Antiemetic, Serotonin Antagonist

In a recent emergency department study, ondansetron was shown to decrease likelihood of vomiting, increase oral intake, and decrease emergency department length of stay.[8 ]


Ondansetron (Zofran)

Selective 5-HT3-receptor antagonist that blocks serotonin both peripherally and centrally.

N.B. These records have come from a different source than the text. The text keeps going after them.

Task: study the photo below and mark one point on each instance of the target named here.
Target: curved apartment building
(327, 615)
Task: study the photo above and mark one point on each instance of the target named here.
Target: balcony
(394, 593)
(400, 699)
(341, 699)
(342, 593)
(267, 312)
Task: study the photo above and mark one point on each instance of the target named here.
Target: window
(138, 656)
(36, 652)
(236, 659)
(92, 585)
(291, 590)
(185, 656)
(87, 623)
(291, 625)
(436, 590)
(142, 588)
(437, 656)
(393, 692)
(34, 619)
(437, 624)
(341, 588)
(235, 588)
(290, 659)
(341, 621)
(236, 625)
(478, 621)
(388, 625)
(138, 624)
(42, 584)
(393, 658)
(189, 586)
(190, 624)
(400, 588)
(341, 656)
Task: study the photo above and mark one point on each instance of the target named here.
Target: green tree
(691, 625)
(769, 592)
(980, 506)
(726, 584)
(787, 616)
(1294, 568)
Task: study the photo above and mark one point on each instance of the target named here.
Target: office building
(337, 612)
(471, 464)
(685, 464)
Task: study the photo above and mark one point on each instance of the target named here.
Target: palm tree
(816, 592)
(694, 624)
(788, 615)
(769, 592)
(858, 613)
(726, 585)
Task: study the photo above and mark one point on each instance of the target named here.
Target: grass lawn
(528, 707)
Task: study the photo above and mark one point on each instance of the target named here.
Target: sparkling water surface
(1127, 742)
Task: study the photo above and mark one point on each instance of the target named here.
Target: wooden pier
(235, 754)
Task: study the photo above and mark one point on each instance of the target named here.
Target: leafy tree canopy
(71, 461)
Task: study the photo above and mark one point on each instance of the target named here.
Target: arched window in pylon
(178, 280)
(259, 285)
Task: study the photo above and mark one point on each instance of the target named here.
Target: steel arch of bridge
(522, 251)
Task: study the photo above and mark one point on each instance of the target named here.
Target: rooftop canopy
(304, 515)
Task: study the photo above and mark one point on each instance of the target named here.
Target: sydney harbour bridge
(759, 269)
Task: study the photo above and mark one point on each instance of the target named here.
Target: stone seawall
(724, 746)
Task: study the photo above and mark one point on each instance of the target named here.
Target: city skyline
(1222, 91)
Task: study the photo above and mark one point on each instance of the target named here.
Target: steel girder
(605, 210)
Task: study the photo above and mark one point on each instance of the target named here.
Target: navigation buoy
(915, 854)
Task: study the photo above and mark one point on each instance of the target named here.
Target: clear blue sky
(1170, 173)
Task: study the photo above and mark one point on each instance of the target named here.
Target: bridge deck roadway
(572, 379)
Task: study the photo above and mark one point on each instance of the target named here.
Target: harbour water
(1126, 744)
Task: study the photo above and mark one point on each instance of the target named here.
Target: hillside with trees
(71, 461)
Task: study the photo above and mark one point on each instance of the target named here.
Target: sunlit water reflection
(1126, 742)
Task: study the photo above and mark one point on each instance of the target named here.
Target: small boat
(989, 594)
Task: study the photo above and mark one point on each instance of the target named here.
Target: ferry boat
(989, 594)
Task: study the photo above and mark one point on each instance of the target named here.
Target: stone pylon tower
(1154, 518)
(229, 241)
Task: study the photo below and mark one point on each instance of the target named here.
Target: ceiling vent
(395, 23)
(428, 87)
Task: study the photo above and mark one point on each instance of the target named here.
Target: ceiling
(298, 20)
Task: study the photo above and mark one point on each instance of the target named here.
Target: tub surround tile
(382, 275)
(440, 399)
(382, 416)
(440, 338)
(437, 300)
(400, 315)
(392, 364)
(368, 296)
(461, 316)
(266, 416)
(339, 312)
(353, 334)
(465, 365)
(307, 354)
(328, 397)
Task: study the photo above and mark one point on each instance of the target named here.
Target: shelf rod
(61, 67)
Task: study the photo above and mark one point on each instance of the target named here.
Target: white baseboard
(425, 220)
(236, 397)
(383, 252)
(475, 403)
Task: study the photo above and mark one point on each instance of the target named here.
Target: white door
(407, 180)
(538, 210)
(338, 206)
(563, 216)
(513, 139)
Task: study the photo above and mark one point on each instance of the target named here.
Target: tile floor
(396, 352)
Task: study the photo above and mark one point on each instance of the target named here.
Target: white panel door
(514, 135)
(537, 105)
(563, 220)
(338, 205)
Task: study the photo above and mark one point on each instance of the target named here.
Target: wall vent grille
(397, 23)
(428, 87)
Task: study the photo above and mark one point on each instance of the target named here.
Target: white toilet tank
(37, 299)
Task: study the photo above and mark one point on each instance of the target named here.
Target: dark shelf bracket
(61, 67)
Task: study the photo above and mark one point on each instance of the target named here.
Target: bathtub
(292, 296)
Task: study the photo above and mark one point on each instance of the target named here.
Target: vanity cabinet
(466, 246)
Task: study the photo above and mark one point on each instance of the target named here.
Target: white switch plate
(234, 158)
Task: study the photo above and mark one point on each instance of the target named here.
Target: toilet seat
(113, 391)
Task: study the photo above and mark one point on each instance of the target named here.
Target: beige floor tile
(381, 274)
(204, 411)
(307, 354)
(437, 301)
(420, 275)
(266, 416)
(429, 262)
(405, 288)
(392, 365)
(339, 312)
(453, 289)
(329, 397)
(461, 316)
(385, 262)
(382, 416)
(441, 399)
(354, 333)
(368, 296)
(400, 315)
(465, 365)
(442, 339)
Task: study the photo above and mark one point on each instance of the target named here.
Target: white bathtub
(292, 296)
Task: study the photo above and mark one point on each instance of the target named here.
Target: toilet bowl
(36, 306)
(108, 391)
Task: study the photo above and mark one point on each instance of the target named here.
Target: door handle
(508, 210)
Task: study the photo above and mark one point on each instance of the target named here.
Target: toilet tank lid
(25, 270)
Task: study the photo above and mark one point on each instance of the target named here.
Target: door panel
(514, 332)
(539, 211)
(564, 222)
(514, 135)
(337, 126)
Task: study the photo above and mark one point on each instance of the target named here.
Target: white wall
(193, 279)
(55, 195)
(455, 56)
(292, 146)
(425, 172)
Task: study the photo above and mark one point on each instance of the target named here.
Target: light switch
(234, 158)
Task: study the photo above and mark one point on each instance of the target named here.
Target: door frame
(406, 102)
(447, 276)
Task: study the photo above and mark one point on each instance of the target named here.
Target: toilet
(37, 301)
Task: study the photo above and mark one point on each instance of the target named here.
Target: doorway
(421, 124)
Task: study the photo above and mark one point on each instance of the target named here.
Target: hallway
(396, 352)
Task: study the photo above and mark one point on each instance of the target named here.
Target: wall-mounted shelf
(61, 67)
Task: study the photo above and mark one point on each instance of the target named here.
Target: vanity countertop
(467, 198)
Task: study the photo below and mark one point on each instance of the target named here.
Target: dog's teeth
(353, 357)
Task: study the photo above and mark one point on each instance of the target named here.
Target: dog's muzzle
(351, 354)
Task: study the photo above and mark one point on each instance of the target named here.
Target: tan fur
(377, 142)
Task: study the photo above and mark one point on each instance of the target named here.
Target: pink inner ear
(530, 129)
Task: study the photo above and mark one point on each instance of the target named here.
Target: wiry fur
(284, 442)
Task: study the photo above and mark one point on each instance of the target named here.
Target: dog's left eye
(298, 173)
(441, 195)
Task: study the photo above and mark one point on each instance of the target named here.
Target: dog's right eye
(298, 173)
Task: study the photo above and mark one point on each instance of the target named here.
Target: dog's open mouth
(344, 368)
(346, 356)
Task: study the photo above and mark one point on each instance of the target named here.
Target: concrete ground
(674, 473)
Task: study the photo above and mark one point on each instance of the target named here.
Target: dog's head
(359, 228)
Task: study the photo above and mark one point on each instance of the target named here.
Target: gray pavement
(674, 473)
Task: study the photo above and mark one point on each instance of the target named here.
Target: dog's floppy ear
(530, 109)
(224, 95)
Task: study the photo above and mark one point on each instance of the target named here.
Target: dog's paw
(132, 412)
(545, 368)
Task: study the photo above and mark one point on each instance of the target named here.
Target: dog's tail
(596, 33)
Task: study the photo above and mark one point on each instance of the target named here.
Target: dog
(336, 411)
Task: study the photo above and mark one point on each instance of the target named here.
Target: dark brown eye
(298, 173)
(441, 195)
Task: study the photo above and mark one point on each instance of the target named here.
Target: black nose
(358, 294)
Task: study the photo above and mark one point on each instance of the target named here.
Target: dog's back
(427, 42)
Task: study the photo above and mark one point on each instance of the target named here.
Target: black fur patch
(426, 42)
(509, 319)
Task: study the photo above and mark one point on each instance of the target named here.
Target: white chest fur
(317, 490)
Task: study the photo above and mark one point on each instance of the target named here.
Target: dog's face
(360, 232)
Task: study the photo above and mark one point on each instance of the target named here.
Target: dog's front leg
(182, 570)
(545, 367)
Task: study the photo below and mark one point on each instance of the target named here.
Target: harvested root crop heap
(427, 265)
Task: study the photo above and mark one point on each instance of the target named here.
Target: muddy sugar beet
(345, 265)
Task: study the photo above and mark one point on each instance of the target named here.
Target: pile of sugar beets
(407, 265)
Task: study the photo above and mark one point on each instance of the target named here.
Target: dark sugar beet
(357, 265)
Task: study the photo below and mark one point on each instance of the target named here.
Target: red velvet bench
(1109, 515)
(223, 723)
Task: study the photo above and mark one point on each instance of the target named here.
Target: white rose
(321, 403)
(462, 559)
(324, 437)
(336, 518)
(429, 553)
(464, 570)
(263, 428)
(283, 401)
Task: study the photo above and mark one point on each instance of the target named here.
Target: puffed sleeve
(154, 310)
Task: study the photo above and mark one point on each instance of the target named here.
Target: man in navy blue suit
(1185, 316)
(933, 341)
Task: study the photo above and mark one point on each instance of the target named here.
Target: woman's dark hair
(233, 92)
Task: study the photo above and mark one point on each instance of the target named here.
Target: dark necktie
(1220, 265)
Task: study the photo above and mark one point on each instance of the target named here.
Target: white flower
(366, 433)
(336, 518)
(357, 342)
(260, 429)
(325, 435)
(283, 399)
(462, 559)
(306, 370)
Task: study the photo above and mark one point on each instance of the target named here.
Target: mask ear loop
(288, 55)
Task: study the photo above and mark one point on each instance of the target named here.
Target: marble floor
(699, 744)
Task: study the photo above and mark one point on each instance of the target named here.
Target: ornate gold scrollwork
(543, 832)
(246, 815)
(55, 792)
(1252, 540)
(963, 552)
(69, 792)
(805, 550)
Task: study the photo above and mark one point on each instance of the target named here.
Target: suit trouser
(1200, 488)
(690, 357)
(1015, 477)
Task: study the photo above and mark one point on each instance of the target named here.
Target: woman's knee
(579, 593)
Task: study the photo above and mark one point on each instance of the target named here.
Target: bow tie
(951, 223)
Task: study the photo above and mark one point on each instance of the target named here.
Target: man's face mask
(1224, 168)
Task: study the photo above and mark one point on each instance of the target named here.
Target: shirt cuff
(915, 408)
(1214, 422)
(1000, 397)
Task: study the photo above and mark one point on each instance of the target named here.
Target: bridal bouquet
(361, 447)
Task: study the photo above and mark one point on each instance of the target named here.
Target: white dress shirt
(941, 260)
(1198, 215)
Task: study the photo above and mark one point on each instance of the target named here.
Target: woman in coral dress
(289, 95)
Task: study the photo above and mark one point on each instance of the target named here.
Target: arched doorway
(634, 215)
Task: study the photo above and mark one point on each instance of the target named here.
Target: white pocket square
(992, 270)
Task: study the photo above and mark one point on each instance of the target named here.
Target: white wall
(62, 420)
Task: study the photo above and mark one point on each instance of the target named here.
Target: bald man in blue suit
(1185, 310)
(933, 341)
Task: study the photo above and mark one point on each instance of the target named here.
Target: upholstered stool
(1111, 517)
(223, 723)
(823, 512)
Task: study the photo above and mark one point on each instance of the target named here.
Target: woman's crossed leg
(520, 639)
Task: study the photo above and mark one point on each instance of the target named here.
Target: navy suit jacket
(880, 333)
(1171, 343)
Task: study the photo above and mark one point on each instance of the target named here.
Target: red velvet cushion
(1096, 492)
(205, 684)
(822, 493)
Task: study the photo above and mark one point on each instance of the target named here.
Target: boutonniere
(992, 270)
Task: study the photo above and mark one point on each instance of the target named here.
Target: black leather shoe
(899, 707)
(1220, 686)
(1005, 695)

Prevents nausea and vomiting associated with emetogenic cancer chemotherapy (eg, high-dose cisplatin), and complete body radiotherapy.

Dosing

Adult

8 mg PO q1-2h for 3 doses
Alternatively, 0.15 mg/kg IV q8h for 3 doses or 32 mg IV once

Pediatric

Orally dissolving tablets:
8-15 kg: 2 mg as a single dose
15-30 kg: 4 mg as a single dose
>30 kg: 8 mg as a single dose

Interactions

Although there is potential for cytochrome P-450 inducers (eg, barbiturates, rifampin, carbamazepine, phenytoin) to change half-life and clearance of ondansetron, dosage adjustment is not usually required

Contraindications

Documented hypersensitivity

Precautions

Pregnancy

B - Fetal risk not confirmed in studies in humans but has been shown in some studies in animals

Precautions

May cause headache

Follow-up

Further Inpatient Care

  • Severe dehydration warrants hospital admission for rehydration, as do hypernatremic or hyponatremic states.
  • Inability to tolerate oral rehydration therapy (ORT) may necessitate hospital admission for nasogastric or intravenous fluid therapy.

Further Outpatient Care

  • ORT may be continued at home if clear instructions are provided for the family and if the family members can be relied upon to carry out the hydration regimen. Close follow-up by the primary physician is recommended.

Complications

  • Complications may include irreversible shock, sagittal or other venous sinus thrombosis, intractable seizures, and renal failure.

Prognosis

  • Prognosis is excellent if the child is promptly and effectively treated. However, the child with severe dehydration and hypovolemic shock can have significant morbidity and mortality if treatment is delayed.

Patient Education

  • An excellent Web site containing patient education materials regarding dehydration, gastroenteritis, and oral rehydration therapy can be found at AAFP Family Health Facts. Additional patient education resources can be found by visiting eMedicine's Children's Health Center. Also, see eMedicine's patient education article Dehydration in Children.

Miscellaneous

Medicolegal Pitfalls

  • Failure to recognize and appropriately treat underlying cause for dehydration (eg, diabetic ketoacidosis [DKA], diabetes insipidus, pyloric stenosis)
  • Failure to recognize hypoglycemia
  • Failure to recognize severe hyponatremia or hypernatremia
  • Failure to recognize an acute abdomen
  • Inadequate volume administration (too slow, not enough) for the child with severe dehydration
  • Failure to recognize cardiogenic shock (gallop rhythm, hepatomegaly): Rapid fluid resuscitation may further impair cardiac output.
  • Failure to identify and treat other causes of shock (eg, septic, anaphylactic)

References

  1. [Guideline] Goldman RD, Friedman JN, Parkin PC. Validation of the clinical dehydration scale for children with acute gastroenteritis. Pediatrics. Sep 2008;122(3):545-9. [Medline].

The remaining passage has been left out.